Rodney Ward Councillor Greg Sayers says Te Ārai is a unique stretch of coastline and one of Rodney’s gems.

“It’s important that we strike a balance between ensuring ongoing public access for informal recreation activities with the protection of Te Ārai’s wilderness qualities and natural resources.

“I am pleased to see the community having a say in how they want to achieve this important balance.”

Three areas of land

The council owns and manages 78 hectares of land for regional park purposes at Te Ārai Point.

In 2015, an additional 217 hectares of public reserve was vested in the council by Te Uri o Hau for regional parks purposes as part of a development of the former pine forest to the north of Te Ārai Point.

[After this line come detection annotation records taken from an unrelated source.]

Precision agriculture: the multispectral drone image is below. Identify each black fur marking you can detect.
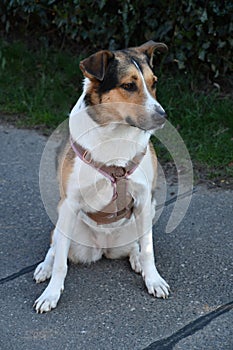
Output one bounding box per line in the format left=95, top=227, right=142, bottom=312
left=98, top=59, right=119, bottom=96
left=131, top=56, right=143, bottom=74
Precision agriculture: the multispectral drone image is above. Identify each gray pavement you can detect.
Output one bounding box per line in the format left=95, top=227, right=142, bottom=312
left=0, top=125, right=233, bottom=350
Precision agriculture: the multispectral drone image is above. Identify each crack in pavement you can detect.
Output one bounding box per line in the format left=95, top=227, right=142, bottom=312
left=143, top=301, right=233, bottom=350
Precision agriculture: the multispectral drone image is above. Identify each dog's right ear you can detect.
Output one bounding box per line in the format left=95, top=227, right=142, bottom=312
left=79, top=50, right=114, bottom=81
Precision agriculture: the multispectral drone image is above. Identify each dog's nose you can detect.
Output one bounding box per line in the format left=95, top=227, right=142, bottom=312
left=155, top=105, right=167, bottom=118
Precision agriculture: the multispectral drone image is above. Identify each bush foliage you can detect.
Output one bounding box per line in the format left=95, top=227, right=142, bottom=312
left=0, top=0, right=233, bottom=76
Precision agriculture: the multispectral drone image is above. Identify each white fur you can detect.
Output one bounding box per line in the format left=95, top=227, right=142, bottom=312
left=34, top=79, right=169, bottom=313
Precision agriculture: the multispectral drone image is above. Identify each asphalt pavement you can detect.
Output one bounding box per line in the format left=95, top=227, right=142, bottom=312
left=0, top=125, right=233, bottom=350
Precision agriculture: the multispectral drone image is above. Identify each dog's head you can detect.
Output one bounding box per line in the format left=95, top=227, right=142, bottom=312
left=80, top=41, right=167, bottom=130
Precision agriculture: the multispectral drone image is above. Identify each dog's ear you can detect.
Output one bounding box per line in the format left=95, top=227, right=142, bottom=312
left=79, top=50, right=114, bottom=81
left=137, top=40, right=168, bottom=66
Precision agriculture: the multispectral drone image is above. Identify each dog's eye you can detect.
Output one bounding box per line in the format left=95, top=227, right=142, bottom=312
left=152, top=80, right=158, bottom=90
left=121, top=83, right=137, bottom=92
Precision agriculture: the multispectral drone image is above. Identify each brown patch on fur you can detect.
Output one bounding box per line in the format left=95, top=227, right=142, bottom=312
left=82, top=46, right=164, bottom=130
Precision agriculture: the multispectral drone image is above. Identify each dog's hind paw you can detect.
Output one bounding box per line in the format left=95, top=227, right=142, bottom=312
left=33, top=261, right=52, bottom=283
left=145, top=275, right=170, bottom=299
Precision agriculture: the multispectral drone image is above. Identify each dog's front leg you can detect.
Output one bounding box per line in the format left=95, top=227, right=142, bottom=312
left=34, top=200, right=76, bottom=313
left=138, top=198, right=170, bottom=298
left=140, top=230, right=170, bottom=299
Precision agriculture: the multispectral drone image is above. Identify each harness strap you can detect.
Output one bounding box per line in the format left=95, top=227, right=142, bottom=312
left=70, top=138, right=146, bottom=225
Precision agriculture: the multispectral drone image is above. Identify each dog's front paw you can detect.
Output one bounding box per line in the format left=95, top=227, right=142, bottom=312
left=33, top=261, right=52, bottom=283
left=144, top=273, right=170, bottom=299
left=33, top=287, right=63, bottom=314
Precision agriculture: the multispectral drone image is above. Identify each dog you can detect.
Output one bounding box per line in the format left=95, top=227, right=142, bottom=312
left=34, top=41, right=170, bottom=313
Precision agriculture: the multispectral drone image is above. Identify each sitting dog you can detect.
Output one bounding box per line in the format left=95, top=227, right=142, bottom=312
left=34, top=41, right=169, bottom=313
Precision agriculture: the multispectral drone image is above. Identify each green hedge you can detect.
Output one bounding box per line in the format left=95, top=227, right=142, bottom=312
left=0, top=0, right=233, bottom=76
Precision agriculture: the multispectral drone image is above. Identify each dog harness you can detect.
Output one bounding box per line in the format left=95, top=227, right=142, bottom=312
left=70, top=138, right=146, bottom=225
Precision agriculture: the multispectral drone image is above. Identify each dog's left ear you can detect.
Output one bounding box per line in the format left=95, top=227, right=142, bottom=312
left=137, top=40, right=168, bottom=66
left=79, top=50, right=114, bottom=81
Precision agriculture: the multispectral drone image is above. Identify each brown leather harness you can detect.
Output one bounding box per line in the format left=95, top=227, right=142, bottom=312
left=70, top=138, right=146, bottom=225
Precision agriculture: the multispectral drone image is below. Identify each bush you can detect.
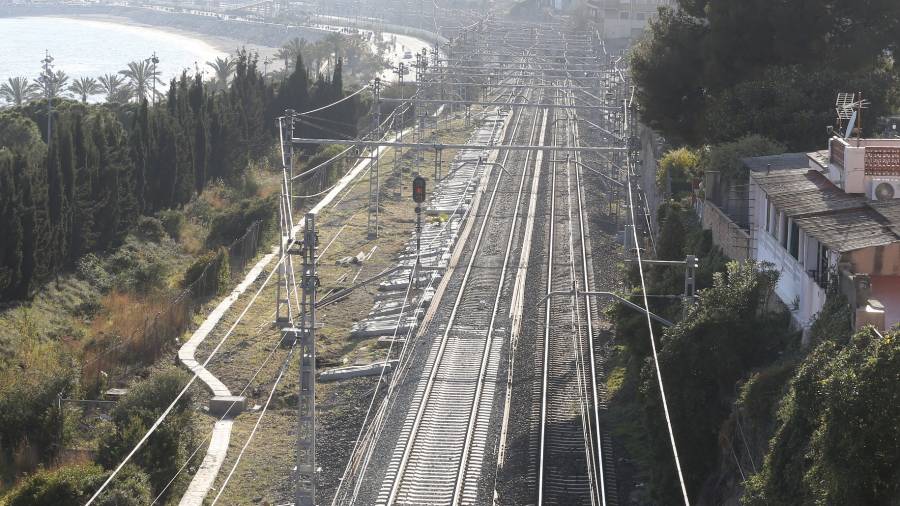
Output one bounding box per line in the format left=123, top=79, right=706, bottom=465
left=642, top=262, right=789, bottom=504
left=742, top=329, right=900, bottom=506
left=181, top=251, right=219, bottom=288
left=0, top=338, right=75, bottom=472
left=656, top=148, right=700, bottom=197
left=108, top=240, right=169, bottom=293
left=4, top=464, right=153, bottom=506
left=97, top=368, right=196, bottom=493
left=135, top=216, right=166, bottom=242
left=206, top=198, right=276, bottom=249
left=701, top=134, right=786, bottom=184
left=77, top=253, right=113, bottom=291
left=157, top=209, right=184, bottom=241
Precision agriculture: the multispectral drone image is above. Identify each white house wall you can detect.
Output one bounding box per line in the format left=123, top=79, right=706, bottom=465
left=750, top=179, right=825, bottom=329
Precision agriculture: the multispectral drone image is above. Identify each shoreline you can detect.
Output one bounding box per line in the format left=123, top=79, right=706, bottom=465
left=68, top=13, right=278, bottom=56
left=4, top=12, right=284, bottom=66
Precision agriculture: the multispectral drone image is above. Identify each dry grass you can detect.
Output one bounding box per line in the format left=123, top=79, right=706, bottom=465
left=185, top=115, right=482, bottom=504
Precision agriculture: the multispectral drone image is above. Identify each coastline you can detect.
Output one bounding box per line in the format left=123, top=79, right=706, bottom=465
left=70, top=13, right=278, bottom=58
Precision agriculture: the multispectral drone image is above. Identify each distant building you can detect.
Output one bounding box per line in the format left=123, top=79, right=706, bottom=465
left=699, top=137, right=900, bottom=340
left=586, top=0, right=675, bottom=39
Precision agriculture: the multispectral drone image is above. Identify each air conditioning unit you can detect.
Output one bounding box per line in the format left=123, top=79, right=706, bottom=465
left=866, top=177, right=900, bottom=200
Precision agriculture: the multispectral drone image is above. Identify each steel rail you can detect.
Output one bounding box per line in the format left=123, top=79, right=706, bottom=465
left=387, top=73, right=536, bottom=505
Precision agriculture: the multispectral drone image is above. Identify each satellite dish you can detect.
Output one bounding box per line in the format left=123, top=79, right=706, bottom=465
left=875, top=183, right=896, bottom=200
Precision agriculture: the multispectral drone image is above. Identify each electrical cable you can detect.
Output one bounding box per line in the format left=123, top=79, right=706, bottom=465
left=85, top=256, right=285, bottom=506
left=212, top=341, right=297, bottom=505
left=623, top=102, right=691, bottom=506
left=294, top=84, right=371, bottom=116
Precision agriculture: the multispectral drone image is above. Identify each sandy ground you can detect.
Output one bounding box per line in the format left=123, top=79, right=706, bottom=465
left=56, top=14, right=284, bottom=71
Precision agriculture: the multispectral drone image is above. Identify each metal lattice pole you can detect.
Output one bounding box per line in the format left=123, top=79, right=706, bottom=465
left=275, top=109, right=294, bottom=329
left=366, top=77, right=381, bottom=239
left=292, top=213, right=319, bottom=506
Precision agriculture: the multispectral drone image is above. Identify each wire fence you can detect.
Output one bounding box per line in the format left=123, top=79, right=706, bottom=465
left=81, top=221, right=262, bottom=392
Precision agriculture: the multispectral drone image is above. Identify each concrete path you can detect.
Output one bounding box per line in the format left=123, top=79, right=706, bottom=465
left=178, top=123, right=414, bottom=506
left=178, top=253, right=275, bottom=506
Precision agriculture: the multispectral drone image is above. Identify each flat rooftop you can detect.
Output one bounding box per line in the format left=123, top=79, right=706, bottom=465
left=750, top=169, right=900, bottom=252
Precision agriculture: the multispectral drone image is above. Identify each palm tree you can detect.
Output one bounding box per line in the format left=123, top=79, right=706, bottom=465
left=37, top=70, right=69, bottom=99
left=69, top=77, right=103, bottom=103
left=119, top=60, right=162, bottom=102
left=0, top=77, right=38, bottom=107
left=206, top=56, right=237, bottom=89
left=97, top=74, right=131, bottom=103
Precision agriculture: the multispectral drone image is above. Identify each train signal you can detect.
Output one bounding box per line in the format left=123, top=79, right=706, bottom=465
left=413, top=176, right=425, bottom=204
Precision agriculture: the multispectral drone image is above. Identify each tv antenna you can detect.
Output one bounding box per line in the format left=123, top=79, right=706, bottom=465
left=834, top=93, right=869, bottom=139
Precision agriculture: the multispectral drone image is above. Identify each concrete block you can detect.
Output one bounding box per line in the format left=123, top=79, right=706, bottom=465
left=209, top=395, right=247, bottom=418
left=319, top=360, right=397, bottom=381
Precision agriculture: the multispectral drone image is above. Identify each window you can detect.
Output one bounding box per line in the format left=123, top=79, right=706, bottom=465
left=789, top=220, right=800, bottom=260
left=777, top=213, right=788, bottom=249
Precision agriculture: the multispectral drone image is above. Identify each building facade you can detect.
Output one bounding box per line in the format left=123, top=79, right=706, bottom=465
left=587, top=0, right=675, bottom=39
left=701, top=137, right=900, bottom=335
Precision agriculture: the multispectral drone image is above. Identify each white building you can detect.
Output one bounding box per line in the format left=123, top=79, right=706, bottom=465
left=701, top=137, right=900, bottom=340
left=586, top=0, right=675, bottom=39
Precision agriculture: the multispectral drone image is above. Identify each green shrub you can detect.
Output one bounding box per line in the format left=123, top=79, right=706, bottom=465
left=107, top=243, right=169, bottom=293
left=77, top=253, right=113, bottom=291
left=742, top=329, right=900, bottom=506
left=97, top=368, right=197, bottom=500
left=3, top=464, right=153, bottom=506
left=216, top=246, right=231, bottom=295
left=157, top=209, right=184, bottom=241
left=656, top=148, right=700, bottom=197
left=181, top=251, right=219, bottom=288
left=135, top=216, right=166, bottom=242
left=206, top=198, right=277, bottom=249
left=0, top=338, right=75, bottom=472
left=641, top=262, right=790, bottom=504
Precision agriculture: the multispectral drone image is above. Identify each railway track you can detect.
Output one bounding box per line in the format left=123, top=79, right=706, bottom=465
left=377, top=72, right=539, bottom=504
left=533, top=78, right=617, bottom=506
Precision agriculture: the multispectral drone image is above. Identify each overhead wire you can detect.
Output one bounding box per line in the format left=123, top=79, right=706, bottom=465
left=85, top=256, right=284, bottom=506
left=623, top=89, right=691, bottom=506
left=212, top=341, right=297, bottom=504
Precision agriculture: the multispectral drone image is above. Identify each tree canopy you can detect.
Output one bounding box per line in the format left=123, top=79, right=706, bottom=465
left=631, top=0, right=900, bottom=150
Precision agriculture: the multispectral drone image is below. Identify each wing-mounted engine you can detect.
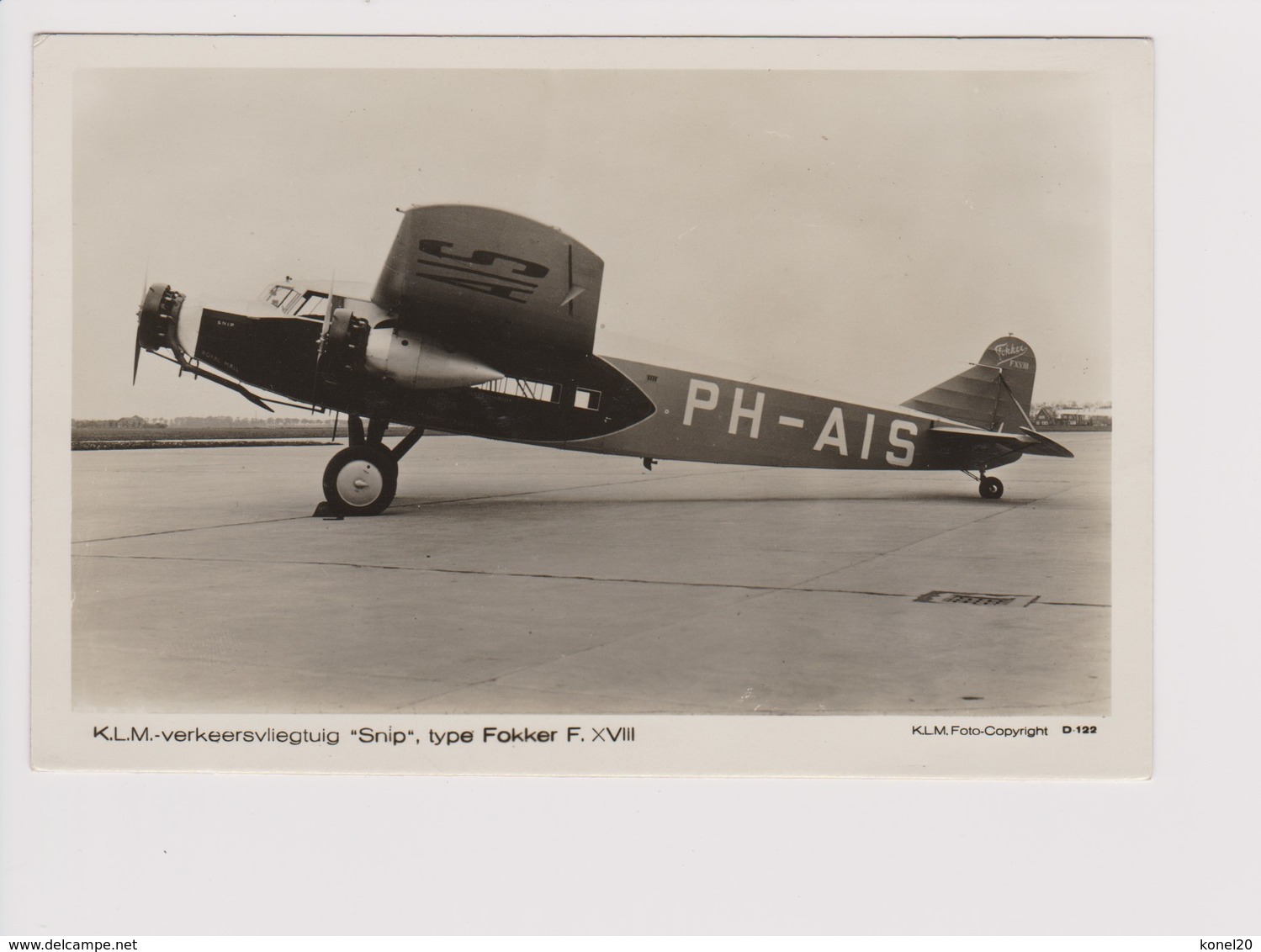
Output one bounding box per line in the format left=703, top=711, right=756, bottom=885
left=316, top=298, right=503, bottom=389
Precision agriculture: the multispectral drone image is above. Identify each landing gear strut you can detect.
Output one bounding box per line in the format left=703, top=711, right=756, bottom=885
left=314, top=416, right=425, bottom=516
left=963, top=469, right=1003, bottom=500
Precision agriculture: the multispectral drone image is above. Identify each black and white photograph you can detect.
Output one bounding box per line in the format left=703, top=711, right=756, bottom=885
left=35, top=36, right=1152, bottom=777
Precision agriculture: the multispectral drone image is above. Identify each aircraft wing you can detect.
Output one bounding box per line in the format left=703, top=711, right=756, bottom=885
left=372, top=205, right=604, bottom=366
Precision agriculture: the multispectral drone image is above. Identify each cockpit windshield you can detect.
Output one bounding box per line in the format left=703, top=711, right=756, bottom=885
left=268, top=283, right=298, bottom=309
left=298, top=291, right=328, bottom=318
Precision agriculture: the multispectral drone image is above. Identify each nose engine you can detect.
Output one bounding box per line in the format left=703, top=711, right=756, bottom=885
left=131, top=283, right=184, bottom=383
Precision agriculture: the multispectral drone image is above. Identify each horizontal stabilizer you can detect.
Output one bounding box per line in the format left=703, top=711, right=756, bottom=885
left=928, top=426, right=1073, bottom=468
left=903, top=336, right=1038, bottom=432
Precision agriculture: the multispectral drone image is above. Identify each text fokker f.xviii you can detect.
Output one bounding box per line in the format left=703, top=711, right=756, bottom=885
left=132, top=205, right=1072, bottom=516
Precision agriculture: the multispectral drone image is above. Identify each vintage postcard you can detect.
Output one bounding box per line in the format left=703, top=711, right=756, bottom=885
left=31, top=35, right=1152, bottom=780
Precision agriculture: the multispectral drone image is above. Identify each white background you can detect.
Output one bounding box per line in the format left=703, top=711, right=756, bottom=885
left=0, top=0, right=1261, bottom=937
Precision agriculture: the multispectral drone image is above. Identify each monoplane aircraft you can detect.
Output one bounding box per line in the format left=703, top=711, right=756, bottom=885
left=132, top=205, right=1073, bottom=516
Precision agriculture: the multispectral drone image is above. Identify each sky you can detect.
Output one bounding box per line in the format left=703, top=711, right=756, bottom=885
left=72, top=68, right=1114, bottom=419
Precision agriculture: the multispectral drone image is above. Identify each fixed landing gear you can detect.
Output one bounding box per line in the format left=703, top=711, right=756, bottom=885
left=963, top=469, right=1003, bottom=500
left=980, top=477, right=1003, bottom=500
left=314, top=416, right=425, bottom=517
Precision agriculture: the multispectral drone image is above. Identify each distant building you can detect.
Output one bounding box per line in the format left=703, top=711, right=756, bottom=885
left=1033, top=404, right=1112, bottom=430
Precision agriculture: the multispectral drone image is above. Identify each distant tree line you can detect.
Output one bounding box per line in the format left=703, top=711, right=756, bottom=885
left=72, top=416, right=331, bottom=430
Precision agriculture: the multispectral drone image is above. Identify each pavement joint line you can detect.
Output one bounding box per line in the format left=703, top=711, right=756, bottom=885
left=389, top=467, right=763, bottom=510
left=74, top=553, right=1111, bottom=608
left=71, top=467, right=763, bottom=546
left=782, top=490, right=1039, bottom=587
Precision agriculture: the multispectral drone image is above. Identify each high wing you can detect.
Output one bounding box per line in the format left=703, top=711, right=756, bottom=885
left=372, top=205, right=604, bottom=367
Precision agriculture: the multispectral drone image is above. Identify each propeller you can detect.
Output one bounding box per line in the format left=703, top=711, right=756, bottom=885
left=131, top=258, right=149, bottom=387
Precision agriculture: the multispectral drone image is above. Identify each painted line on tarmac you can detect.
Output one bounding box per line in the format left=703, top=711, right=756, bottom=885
left=74, top=553, right=1111, bottom=608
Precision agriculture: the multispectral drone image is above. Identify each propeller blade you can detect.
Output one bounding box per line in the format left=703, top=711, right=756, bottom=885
left=131, top=326, right=140, bottom=387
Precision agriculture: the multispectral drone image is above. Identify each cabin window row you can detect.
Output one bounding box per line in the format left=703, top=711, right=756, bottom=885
left=474, top=377, right=601, bottom=410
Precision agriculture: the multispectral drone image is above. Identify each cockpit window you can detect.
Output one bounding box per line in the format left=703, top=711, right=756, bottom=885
left=298, top=291, right=328, bottom=318
left=268, top=283, right=298, bottom=308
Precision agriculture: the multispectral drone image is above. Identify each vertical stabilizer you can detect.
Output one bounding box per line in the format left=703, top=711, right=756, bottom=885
left=903, top=336, right=1038, bottom=432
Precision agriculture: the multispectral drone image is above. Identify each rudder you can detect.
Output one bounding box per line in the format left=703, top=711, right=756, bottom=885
left=903, top=336, right=1038, bottom=432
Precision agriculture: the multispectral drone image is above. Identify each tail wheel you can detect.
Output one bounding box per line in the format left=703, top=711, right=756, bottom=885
left=324, top=445, right=399, bottom=516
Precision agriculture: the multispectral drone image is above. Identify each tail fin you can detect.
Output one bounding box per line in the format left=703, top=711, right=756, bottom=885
left=903, top=336, right=1038, bottom=432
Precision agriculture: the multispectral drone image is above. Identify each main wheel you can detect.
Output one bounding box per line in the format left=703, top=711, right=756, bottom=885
left=324, top=447, right=399, bottom=516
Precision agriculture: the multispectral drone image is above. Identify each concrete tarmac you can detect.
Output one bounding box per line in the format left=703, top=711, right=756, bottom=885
left=72, top=432, right=1111, bottom=714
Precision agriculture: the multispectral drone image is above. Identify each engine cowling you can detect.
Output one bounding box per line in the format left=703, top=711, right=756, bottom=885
left=364, top=321, right=503, bottom=389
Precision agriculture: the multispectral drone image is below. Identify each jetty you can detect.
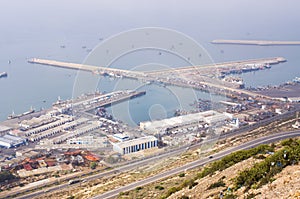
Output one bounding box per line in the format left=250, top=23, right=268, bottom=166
left=211, top=39, right=300, bottom=46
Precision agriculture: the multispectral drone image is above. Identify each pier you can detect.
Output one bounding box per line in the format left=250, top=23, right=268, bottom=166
left=28, top=57, right=286, bottom=99
left=211, top=39, right=300, bottom=46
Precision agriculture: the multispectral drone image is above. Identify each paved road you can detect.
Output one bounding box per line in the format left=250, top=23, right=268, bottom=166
left=92, top=131, right=300, bottom=199
left=9, top=129, right=300, bottom=199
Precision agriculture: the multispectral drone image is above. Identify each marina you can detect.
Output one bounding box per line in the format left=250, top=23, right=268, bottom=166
left=28, top=57, right=286, bottom=99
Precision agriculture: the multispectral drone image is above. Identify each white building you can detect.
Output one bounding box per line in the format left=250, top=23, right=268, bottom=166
left=0, top=134, right=26, bottom=148
left=112, top=136, right=157, bottom=155
left=140, top=110, right=231, bottom=133
left=113, top=133, right=129, bottom=142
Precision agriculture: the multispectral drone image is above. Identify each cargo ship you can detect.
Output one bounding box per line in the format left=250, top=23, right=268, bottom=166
left=0, top=72, right=7, bottom=78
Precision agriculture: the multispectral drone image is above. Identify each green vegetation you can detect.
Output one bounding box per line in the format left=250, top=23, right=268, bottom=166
left=198, top=144, right=274, bottom=178
left=235, top=139, right=300, bottom=190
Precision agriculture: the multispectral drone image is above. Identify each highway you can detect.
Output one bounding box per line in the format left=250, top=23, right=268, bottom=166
left=12, top=130, right=300, bottom=199
left=92, top=131, right=300, bottom=199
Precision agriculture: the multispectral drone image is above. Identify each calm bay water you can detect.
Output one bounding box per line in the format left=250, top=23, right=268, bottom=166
left=0, top=0, right=300, bottom=122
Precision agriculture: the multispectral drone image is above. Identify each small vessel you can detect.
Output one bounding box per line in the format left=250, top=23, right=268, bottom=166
left=0, top=72, right=7, bottom=78
left=7, top=107, right=35, bottom=120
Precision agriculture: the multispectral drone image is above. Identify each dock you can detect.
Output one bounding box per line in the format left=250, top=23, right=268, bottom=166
left=28, top=57, right=286, bottom=99
left=211, top=39, right=300, bottom=46
left=28, top=58, right=142, bottom=77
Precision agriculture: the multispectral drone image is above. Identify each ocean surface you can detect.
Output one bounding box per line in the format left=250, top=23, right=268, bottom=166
left=0, top=0, right=300, bottom=123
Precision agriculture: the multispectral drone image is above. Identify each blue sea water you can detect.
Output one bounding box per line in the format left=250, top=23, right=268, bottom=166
left=0, top=0, right=300, bottom=122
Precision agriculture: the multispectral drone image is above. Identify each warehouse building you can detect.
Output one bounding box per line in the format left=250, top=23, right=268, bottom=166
left=112, top=136, right=157, bottom=155
left=140, top=110, right=230, bottom=134
left=0, top=134, right=26, bottom=148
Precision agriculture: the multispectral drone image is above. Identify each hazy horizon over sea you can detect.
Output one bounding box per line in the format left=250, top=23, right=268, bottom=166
left=0, top=0, right=300, bottom=122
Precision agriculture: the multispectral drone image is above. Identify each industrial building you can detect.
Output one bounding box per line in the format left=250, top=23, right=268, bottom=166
left=112, top=136, right=157, bottom=155
left=0, top=134, right=26, bottom=148
left=113, top=133, right=129, bottom=142
left=140, top=110, right=231, bottom=133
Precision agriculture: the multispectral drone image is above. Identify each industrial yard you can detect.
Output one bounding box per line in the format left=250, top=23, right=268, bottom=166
left=0, top=57, right=299, bottom=199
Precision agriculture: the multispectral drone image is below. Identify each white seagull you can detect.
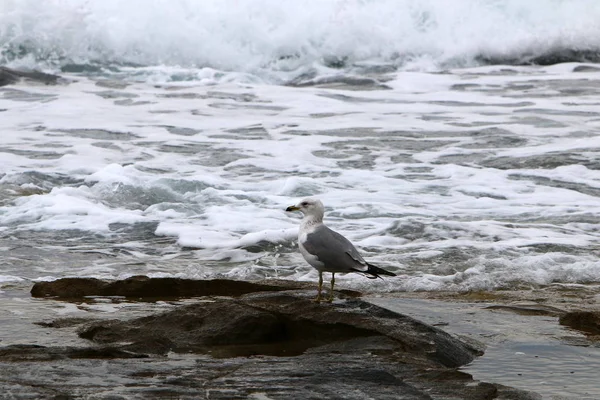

A further 180 hectares of land, currently owned by Ngāti Manuhiri, has been identified by the Auckland Unitary Plan as future parkland as part of a development of the former pine forest to the south of Te Ārai Point.

Much loved treasures

Councillor Penny Hulse, chairperson of Auckland Council’s Environment and Community Committee, says regional parks are much loved and treasured by Aucklanders and visitors alike.

“Growing green spaces across the region is important for supporting a world-class city. They are home to an array of ecosystems and native species, and are also places where people can be active and seek respite in nature,” she says.

“Regional parks are owned and managed on behalf of Aucklanders, so we would love some feedback from the public on how the three areas of land at Te Ārai should be used going forward.”

Comments collected through this consultation will be considered when preparing the draft variation to the Regional Parks Management Plan 2010, which will be released for public submissions early 2018.